Despite being under indictment for 20 counts of various financial felony charges, New York Rep. Michael Grimm (R-NY-11) was handily re-elected (53-41 percent) to a third term in office last month, but he soon may be forced to resign.
Reports emanating from New York City indicate that Grimm will plead guilty to one count of felony tax evasion at a hearing later today. He obviously hopes to avoid a prison term, though a sentence of between 24 and 30 months appears highly possible.
Clearly, if he goes to prison Rep. Grimm will be forced to resign his congressional office, and most likely the felony guilty plea will make it legally impossible for him to continue even if he isn’t incarcerated. To become a congressional candidate, one must legally qualify as an elector. Since he will lose his voting privileges upon conviction, Grimm will no longer qualify to serve in Congress.
A pending resignation means Gov. Andrew Cuomo (D) will schedule a special election to fill the subsequent vacancy. The 11th District comprises all of Staten Island and part of Brooklyn. Almost two-thirds of the district includes Staten Island, which gives us an indication as to why favorite son Grimm did so well in this district despite his legal problems. Ironically, despite his indictments becoming a major issue in the just-completed campaign, his 2014 performance was the strongest of his three winning efforts for the seat.

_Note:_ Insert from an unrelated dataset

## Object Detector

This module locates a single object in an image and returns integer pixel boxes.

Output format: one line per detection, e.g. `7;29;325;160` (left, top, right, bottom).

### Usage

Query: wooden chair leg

His Democratic opponent was former New York City Councilman Domenic Recchia of Brooklyn. Though he raised over $2.4 million for his 2014 campaign, Recchia was an outsider on Staten Island, and he fared poorly in media appearances and debates. He had little command of federal issues and clearly made no attempt to present himself as a policy leader. Additionally, the Republican wave hurt him badly in what continues to prove itself as the most Republican congressional district in New York City. The GOP has held the district for all but two years consecutively since the 1980 election.
Should Grimm be forced out, the local Republican leadership will decide on a candidate, as will the Democrats. It is virtually assured that the Dems will look in a different direction from Recchia, possibly returning to former Rep. Michael McMahon (D-NY-13).
In 2008, after then-Rep. Vito Fossella (R) was forced to resign due to his own personal scandal, McMahon, then a New York City councilman, easily won the congressional seat after Republicans could not agree on a candidate. McMahon defeated former state Assemblyman Robert Straniere (R) 61-33 percent, but then lost to Grimm two years later, 46-49 percent in the Republican landslide of 2010. In the last two election years, McMahon has publicly toyed with the idea of running for his former seat, but ultimately decided not to do so in both instances. In an open special election, the timing might be right for him to attempt a congressional comeback, however.
It is likely the 11th District will host the nation’s first special election of the coming election cycle. With the Grimm situation behind the Republicans, the eventual GOP nominee would have to be favored in a low turnout vote, but anything can happen in special elections as we have seen on multiple occasions.